You know, who knew?
The most recent of the Ex Brigade and I did something this weekend that I am not ashamed of.
We TALKED. For HOURS.
He apologized for all of the bullshit. And he isn't one to apologize. He meant it. Completely and totally.
It's weird. I think we're actually friends
And I'm actually okay with it.
No, we aren't sparking it - it's done. We are actually back to the place we were at the very beginning where it was just us - happy, honest, and, well, friends
. I have no butterflies about him. I recognize what I fell in love with in the first place, but not only do I know better, I wouldn't ever want any more than this. And actually - I see it more honestly than I ever did. I know his faults like the back of his hand. Last night I told him he would never hurt me again, and I meant every word.
If we stay friends more than a month or two, this will be the first time EVER that I have been able to do this.
It's amazing how much I've grown and I didn't even realize it.

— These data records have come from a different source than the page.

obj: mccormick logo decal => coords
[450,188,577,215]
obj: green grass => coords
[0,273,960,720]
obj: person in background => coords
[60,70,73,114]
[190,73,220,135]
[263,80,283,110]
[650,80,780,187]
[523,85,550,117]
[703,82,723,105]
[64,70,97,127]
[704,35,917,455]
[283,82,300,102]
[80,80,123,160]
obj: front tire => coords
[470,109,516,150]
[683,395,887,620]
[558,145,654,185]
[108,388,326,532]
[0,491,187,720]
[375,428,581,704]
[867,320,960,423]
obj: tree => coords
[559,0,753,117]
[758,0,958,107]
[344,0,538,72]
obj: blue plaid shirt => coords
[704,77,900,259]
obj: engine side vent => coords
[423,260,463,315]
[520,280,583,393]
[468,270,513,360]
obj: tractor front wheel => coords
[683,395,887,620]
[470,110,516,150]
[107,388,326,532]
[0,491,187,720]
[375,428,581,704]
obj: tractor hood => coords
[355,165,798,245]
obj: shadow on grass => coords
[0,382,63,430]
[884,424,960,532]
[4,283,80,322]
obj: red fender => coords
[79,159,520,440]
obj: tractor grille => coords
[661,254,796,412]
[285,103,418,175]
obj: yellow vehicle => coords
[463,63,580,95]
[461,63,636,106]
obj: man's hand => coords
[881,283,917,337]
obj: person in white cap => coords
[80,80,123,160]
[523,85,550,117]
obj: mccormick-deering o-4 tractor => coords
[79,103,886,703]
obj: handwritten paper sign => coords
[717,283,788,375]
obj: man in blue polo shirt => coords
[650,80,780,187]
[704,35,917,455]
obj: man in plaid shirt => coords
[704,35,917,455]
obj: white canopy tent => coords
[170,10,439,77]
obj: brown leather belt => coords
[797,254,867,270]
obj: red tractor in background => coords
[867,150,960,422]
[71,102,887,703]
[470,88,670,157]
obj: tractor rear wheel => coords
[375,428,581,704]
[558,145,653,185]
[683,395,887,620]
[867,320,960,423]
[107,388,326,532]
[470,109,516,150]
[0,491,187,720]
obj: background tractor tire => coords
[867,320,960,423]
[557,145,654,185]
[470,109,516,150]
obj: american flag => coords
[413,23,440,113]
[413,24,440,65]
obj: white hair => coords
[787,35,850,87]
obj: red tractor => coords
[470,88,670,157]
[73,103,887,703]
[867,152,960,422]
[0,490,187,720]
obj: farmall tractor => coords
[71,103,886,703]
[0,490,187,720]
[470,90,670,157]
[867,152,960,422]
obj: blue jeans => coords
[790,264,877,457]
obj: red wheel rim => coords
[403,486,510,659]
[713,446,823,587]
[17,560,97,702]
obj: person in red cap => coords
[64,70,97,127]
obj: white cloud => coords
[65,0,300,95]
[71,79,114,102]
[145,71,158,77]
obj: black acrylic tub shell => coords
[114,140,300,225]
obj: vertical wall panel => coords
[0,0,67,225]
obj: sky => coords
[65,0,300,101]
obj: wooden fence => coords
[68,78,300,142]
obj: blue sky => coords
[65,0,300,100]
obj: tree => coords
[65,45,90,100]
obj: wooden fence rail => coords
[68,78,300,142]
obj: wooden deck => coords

Thank you for that. You took me to a horrible low, but you've made me something I never knew I could be:
Over someone completely, and damn better for it.
Never fear, fair Internet
I have not forgotten about you. I have just been balls deep (yes, balls deep) in training for my promotion (woo!), packing for an impending move (woooo!) and too many birthdays/holidays/parties. I come home too exhausted to think about typing really anything, so you may just have to settle for my archives for the time being.
Things are really, really good though, and I just thought you should know.